Sawyer, who has played venues from New York to Spain, hopes his music will contribute to the renaissance here.

“People around the world are going to be looking for something new to come out of New Orleans,” he says. “It’s going to be a rebirth.”

Adjusting to post-Katrina New Orleans
That’s what Dan Oestreicher, a 24-year-old saxophonist from Pittsburgh, is counting on as he settles into his new house.

Oestreicher says having an affordable place to live is a tremendous boon to him and other lower-income musicians, though he still is adjusting to the post-Katrina landscape.

“I had to reconcile myself to the fact that old New Orleans was dead and it’s not coming back,” he says. “The new New Orleans can be a positive experience for me, but I have to figure out what that is.
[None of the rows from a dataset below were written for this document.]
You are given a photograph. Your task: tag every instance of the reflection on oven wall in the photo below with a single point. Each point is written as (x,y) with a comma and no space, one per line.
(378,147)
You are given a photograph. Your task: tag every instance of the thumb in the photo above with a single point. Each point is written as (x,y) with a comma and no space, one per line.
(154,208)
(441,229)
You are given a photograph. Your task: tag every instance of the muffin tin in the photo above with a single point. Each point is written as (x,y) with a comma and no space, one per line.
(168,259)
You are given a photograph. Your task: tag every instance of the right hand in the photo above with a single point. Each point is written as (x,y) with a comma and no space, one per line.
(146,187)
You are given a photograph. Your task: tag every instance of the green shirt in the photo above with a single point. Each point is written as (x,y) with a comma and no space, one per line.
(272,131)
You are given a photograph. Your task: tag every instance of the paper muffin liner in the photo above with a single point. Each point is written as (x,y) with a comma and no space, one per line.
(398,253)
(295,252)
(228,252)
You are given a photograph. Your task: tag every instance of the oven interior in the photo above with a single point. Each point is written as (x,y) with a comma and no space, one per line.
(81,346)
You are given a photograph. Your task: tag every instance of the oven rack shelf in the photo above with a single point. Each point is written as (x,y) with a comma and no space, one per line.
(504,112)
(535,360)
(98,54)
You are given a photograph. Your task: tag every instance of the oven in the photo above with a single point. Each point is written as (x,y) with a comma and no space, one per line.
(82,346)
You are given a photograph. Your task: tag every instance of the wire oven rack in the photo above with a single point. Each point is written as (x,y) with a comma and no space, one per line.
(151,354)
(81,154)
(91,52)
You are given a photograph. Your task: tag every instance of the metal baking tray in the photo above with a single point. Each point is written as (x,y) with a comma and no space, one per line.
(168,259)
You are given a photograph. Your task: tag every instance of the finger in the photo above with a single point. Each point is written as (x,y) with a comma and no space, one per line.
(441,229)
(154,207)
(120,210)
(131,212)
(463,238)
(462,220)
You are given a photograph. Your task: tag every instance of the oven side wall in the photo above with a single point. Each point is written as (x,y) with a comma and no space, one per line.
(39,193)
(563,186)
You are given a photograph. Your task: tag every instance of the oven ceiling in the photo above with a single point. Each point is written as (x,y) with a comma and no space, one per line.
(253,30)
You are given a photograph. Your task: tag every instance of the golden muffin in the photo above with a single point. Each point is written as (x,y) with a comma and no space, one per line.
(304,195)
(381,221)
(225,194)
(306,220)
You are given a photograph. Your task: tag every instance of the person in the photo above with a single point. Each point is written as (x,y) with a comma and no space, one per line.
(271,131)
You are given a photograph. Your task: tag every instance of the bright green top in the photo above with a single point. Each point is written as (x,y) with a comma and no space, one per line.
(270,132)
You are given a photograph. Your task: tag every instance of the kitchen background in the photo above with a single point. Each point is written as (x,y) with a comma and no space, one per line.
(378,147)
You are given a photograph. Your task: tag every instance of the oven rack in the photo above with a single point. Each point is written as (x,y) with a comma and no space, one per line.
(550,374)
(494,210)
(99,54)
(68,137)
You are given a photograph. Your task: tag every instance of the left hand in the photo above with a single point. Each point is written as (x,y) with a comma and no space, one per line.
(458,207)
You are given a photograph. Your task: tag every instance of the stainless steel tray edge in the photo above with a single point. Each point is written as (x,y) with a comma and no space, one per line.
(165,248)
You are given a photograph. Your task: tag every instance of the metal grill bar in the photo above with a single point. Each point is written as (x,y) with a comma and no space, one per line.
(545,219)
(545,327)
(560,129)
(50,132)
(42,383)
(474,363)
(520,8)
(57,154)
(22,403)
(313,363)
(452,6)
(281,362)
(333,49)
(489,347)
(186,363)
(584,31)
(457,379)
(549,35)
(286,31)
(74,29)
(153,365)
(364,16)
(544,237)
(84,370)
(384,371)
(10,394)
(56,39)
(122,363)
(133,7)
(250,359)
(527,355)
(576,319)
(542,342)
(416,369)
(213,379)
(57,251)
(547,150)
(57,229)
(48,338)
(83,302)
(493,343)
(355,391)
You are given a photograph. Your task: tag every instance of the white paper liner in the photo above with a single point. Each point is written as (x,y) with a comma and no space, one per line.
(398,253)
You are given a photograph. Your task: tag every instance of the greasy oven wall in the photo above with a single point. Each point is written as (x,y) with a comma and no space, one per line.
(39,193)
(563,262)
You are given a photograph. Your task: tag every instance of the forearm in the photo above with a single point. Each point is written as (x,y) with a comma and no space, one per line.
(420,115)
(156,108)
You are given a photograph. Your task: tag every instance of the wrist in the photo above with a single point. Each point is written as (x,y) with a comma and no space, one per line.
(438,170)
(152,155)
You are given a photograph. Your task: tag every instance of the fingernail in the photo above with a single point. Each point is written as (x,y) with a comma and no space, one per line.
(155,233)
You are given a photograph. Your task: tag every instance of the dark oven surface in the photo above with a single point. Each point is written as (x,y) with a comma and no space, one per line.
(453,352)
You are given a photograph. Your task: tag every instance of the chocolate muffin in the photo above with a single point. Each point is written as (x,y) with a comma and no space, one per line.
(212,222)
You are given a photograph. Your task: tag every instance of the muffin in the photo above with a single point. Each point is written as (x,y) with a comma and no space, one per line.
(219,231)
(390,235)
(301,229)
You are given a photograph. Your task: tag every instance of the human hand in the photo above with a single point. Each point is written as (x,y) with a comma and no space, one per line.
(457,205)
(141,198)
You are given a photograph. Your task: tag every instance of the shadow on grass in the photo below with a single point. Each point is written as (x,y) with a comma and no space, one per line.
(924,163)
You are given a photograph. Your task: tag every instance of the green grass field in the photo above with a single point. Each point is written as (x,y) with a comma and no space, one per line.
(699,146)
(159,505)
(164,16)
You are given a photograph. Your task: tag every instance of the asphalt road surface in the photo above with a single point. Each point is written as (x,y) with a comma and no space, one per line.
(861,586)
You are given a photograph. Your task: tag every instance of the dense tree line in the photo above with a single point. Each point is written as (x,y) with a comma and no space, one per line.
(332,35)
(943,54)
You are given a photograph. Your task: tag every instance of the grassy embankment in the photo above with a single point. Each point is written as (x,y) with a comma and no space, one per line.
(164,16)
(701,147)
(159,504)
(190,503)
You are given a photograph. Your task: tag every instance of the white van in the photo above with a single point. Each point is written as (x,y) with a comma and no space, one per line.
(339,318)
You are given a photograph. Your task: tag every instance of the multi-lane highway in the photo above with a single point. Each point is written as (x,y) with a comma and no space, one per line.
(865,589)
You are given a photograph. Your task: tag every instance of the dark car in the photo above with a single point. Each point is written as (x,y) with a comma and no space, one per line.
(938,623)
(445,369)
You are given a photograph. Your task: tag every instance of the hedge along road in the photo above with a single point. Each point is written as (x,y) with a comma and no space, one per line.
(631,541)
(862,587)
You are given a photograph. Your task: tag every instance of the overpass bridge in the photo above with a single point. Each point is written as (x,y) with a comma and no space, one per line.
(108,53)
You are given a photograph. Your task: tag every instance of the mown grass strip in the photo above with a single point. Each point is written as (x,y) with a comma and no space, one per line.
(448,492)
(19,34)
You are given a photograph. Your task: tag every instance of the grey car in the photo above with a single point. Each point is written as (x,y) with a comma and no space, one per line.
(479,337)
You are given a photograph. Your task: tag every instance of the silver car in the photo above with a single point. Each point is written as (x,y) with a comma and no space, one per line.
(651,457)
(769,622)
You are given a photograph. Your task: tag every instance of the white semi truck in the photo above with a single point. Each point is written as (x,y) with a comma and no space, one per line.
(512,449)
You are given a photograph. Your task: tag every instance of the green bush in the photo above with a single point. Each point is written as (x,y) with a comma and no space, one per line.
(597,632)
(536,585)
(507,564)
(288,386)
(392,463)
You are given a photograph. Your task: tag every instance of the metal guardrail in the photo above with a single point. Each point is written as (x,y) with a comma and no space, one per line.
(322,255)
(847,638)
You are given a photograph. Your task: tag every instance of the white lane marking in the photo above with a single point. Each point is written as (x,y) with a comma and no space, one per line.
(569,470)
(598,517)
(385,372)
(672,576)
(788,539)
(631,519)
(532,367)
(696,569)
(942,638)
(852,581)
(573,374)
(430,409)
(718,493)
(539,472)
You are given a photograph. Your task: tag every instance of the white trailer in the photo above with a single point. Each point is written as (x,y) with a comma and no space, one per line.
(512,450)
I can’t go back to my old life. I can’t go back to my house. I can’t hang out with my same friends.”

But Oestreicher, who performs with several acts, including Irving Mayfield & the New Orleans Jazz Orchestra, can go back to the music scene. And that, he says, is reason enough to give the city another shot — though he does have some trepidation.

“I’m aware that it’s a risk to be a homeowner in New Orleans and I’m aware that to stake your life on it yet again is a risk,” he says. “But no risk, no reward, I guess.”

He then hoists his saxophone above the knee-high weeds in his backyard and the hot summer air fills with cool jazz.